Gender Equality Charter Mark, Europe wide
The creation of a Gender Equality Charter Mark (GECM) for secondary schools began in 2017 building on the Gender Respect Project, lead by DECSY from 2013 – 2016. Creating the GECM was a collaboration between organisations in UK, Hungary and Italy and funded by the EU. Further European Erasmus Plus Funding has now enabled us to create a primary version of the Charter Mark and to support six more countries (Finland, Austria, Slovakia, Poland, Croatia and Greece) to adapt the charter mark for their own national contexts.
The GECM for each country, classroom and leadership resources, a glossary and more can be found at the project website: www.gendereqaulityinschools.org
As part of this project, we have created an offline accreditation tool which has been developed by teachers and gender equality experts. The tool enables primary and secondary schools to measure progress in tackling the effects that gender stereotyping still has on pupils in relation to subject (and career) choices.
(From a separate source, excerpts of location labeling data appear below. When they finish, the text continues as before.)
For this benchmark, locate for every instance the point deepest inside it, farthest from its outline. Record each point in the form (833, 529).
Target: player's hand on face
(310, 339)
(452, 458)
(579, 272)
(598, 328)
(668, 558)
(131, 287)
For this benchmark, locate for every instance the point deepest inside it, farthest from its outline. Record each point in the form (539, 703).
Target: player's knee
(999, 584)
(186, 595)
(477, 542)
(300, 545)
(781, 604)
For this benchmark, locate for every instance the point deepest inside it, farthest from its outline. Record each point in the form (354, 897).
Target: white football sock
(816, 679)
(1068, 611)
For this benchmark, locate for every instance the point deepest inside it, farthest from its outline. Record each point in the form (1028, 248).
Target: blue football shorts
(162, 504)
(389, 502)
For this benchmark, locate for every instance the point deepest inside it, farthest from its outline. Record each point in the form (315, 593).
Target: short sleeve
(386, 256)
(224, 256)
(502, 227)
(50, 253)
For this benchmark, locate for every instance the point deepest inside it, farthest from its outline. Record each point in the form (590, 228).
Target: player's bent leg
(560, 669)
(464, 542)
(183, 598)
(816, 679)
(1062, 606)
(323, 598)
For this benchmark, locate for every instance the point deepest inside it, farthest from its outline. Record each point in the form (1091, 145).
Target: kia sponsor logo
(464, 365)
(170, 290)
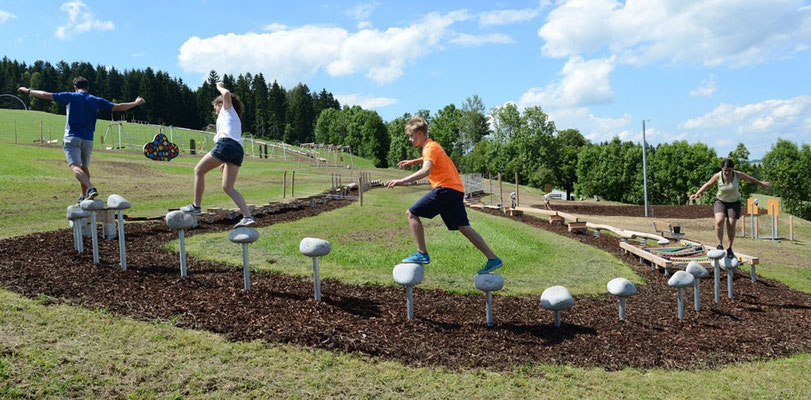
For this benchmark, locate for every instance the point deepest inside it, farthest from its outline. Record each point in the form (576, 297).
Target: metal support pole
(94, 234)
(246, 272)
(122, 249)
(410, 302)
(316, 280)
(182, 253)
(644, 167)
Instructions for using the audit tool:
Download the Primary School GECM audit tool (GECM Primary Audit Tool). The questions cover the areas of leadership, curriculum, environment, attitudes, and community. You might like to choose a particular focus or answer all of the questions. The tool has drop-down boxes for you to input the answer you feel is most appropriate for how your school is responding (these include Emerging, Working Towards, Developing Practice, and Embedded Practice). Once you have made your selection, in the next column the suggested action will appear.
If you are interested in using the GECM for primary schools, then please contact DECSY.
The tool for secondary schools can also be found here (GECM-Offline-version-July-2019_1).
If you would like all of the information to each answer, then here you can download the Primary Gender Equality Charter Mark: Leadership Curriculum Environment Attitudes Community
In England, DECSY has worked with the Institute of Physics and other partners to develop Gender Action www.genderaction.co.uk which aims to challenge stereotypes in nurseries, schools and colleges.